With data still being lost all the time by public bodies and private companies, you know there’s something wrong. When we give our information out, especially to public bodies, you expect them to be kept safe. But they’re not: printouts are being left on trains, laptops are being lost, and CDs are being lost in the post.
There are laws stating that data should be kept secure and removed once no longer needed, but this isn’t always followed. Whose fault is this? Do we blame the law for being too confusing, do we blame the staff for not following the law, or do we blame the corporations and the government for not training the staff?
The fact is, whoever is to blame there is still the problem that USB sticks are still being left on trains and CDs are still being lost in the post. No matter what data security policies are in use, they don’t seem to be followed. Afterall, humans are humans and they will always be lazy, slip up, and this is where things go wrong.

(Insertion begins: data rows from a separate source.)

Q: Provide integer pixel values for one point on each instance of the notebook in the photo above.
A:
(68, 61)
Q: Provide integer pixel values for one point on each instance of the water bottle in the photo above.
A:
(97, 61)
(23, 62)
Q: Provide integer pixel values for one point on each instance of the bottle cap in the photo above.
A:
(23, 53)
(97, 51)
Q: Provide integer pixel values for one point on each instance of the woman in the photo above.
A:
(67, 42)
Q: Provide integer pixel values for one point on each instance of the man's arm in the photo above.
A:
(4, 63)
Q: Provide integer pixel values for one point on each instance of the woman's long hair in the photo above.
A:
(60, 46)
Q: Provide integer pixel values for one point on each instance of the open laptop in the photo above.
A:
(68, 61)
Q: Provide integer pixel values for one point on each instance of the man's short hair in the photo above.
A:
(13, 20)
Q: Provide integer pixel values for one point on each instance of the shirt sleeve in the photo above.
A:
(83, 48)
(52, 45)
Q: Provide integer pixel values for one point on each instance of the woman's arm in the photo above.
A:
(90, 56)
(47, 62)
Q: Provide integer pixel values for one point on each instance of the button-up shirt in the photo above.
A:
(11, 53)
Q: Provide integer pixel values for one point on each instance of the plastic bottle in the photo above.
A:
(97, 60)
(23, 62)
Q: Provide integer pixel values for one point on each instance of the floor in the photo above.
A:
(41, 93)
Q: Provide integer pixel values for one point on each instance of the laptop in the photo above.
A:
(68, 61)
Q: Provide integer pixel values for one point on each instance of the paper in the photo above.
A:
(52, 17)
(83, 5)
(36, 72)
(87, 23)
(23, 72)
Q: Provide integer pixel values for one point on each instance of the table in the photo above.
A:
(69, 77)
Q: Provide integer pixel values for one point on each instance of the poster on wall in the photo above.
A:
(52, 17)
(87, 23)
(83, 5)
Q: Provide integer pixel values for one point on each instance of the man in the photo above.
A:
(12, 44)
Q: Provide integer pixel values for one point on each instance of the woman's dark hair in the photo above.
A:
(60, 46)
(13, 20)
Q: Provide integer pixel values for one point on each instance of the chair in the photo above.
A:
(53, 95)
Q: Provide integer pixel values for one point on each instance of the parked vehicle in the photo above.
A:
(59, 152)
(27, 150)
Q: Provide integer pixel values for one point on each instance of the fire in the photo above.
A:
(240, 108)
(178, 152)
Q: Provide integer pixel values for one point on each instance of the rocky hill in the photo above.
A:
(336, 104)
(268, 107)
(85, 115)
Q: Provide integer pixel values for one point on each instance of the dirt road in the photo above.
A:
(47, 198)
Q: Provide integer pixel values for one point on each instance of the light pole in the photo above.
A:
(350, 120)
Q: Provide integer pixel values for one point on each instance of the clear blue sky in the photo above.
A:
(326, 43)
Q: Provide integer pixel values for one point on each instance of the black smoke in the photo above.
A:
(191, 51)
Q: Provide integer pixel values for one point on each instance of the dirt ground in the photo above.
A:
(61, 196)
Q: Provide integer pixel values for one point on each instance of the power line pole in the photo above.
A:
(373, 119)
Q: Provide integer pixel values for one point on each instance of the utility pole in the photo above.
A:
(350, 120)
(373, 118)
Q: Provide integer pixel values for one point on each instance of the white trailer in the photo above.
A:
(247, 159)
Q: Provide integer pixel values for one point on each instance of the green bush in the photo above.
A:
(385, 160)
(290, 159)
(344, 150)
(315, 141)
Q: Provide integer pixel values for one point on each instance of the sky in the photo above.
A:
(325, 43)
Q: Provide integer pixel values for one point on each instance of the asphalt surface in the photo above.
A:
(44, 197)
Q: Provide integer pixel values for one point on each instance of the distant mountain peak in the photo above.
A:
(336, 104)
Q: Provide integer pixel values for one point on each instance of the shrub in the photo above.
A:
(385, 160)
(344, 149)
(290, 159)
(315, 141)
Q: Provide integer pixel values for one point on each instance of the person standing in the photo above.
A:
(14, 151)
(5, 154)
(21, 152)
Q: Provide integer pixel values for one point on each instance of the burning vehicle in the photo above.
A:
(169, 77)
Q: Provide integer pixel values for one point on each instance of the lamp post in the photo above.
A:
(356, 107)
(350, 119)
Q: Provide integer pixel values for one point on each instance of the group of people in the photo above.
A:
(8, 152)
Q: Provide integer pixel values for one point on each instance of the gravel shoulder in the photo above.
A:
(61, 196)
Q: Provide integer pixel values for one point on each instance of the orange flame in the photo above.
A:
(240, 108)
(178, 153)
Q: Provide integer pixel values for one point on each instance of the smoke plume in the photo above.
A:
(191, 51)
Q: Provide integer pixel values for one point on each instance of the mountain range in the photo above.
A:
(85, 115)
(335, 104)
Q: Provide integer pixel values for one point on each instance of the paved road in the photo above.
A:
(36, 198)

But how do we fix this? I’ve always believed that if somebody does something wrong on a computer, it’s not the fault of the user but of the software for letting them do it in the first place (or not making it clear enough that this is the wrong thing to do). Sounds confusing, but bear with me.

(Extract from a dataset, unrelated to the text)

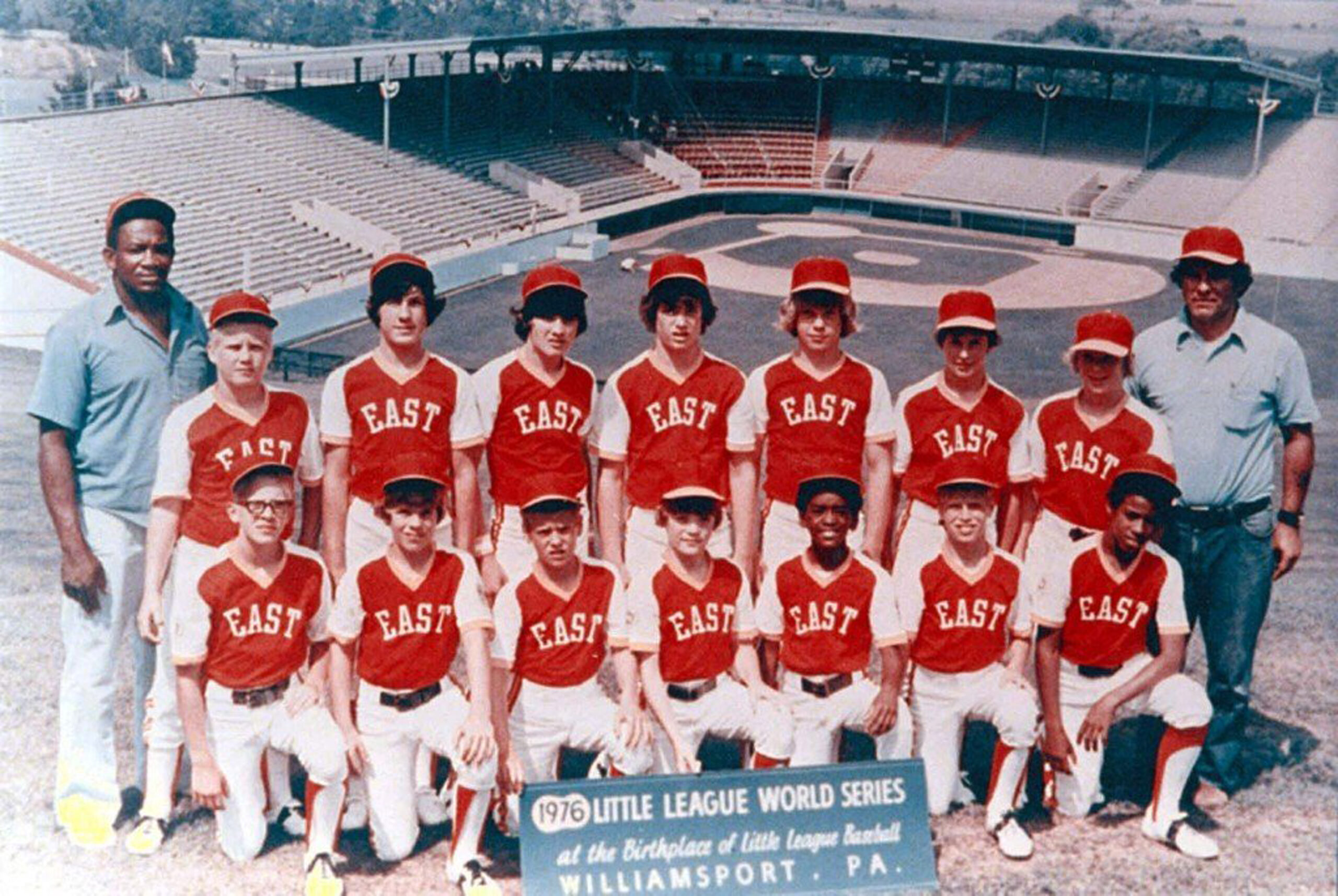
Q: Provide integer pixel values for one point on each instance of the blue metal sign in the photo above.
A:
(846, 828)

How is it possible to put all this data on USB sticks and CDs in the first place? Who would ever need to get access to all of this anyway? The National Audit Office only needed a small amount of the child benefit database: personal details weren’t needed and so the data could be anonymous. But the whole lot was sent anyway because it would cost too much to extract that small amount. The questions that should be asked are “Why was this person able to do this?” and “Why did it cost so much anyway?”. The lessons that should be learnt is to improve the database to stop these accidents from happening again, not toughening policies.

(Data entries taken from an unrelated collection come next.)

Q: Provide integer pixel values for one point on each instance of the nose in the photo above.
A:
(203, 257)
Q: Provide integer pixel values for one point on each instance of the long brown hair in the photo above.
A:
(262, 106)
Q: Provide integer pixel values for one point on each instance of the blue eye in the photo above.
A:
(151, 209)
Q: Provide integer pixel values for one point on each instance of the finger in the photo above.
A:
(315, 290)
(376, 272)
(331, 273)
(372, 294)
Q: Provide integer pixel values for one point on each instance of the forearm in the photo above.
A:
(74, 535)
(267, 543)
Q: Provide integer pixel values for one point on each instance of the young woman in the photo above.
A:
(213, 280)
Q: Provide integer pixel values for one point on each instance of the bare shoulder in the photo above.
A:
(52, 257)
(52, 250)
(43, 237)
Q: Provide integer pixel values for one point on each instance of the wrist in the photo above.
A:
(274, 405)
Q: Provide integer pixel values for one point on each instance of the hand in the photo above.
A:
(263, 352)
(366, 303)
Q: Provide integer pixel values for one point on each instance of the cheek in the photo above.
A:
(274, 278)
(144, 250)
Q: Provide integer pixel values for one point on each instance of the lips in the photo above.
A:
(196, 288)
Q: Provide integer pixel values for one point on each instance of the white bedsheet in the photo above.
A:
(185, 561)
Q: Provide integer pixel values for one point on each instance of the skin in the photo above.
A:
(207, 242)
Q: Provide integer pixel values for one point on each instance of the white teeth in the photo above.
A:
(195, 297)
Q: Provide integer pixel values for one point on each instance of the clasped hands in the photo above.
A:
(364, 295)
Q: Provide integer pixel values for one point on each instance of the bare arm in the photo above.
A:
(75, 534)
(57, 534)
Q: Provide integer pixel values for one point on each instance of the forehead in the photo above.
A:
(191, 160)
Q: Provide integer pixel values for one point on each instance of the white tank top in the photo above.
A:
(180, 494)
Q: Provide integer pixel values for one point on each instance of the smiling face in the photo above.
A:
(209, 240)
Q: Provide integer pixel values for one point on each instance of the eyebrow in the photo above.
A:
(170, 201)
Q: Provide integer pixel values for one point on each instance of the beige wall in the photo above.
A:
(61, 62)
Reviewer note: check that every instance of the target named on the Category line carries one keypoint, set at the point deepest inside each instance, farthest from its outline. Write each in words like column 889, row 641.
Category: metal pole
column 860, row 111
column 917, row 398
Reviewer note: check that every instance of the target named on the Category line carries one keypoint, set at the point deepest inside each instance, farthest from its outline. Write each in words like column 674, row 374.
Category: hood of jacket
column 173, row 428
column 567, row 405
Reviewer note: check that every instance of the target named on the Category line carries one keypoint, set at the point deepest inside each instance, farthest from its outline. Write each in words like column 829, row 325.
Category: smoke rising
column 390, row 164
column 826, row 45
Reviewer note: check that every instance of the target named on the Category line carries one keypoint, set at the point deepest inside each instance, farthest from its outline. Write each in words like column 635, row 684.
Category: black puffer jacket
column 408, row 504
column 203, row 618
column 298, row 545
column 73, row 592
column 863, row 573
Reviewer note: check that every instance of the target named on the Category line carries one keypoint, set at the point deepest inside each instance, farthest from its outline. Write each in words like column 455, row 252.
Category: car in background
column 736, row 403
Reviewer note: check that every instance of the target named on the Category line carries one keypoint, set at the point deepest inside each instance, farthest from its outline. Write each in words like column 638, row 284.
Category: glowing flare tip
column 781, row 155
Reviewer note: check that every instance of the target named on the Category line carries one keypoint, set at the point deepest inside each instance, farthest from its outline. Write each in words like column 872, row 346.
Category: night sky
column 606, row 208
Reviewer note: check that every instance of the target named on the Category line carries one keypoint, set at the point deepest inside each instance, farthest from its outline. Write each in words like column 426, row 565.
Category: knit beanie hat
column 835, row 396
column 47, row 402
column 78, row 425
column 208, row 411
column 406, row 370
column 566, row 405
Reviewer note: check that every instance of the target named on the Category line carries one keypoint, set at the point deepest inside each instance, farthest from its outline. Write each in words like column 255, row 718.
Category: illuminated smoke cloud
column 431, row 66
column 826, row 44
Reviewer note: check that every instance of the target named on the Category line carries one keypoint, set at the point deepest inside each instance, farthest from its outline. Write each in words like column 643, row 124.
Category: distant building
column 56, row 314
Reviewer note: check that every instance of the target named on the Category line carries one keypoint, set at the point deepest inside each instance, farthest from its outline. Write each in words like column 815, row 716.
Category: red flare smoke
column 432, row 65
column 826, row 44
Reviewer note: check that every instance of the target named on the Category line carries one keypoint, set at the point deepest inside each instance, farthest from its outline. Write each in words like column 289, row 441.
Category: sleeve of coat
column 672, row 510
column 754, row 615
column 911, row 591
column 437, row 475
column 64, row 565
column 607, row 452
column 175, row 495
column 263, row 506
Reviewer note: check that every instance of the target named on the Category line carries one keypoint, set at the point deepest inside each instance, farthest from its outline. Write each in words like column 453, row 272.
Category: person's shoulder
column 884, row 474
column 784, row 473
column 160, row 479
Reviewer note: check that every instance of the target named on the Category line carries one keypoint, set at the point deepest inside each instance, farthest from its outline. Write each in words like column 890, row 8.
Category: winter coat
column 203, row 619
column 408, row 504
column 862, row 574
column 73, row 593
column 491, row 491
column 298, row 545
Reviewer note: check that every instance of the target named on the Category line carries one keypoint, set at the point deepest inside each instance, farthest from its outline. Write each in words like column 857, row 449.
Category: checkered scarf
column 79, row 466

But then again, maybe I’ve got it all wrong. Should we be tightening data protection policies instead? Maybe bigger fines for those companies that don’t follow them: afterall, companies would try harder to keep their data safe if they knew it would be financially damaging otherwise… or would they?
I guess data security is going to be one of those debates that will be with us for a while. Perhaps there’s just no easy answer, and the current government are doing the best they can. What do you guys think? How would you make data more secure? Who do you think is to blame?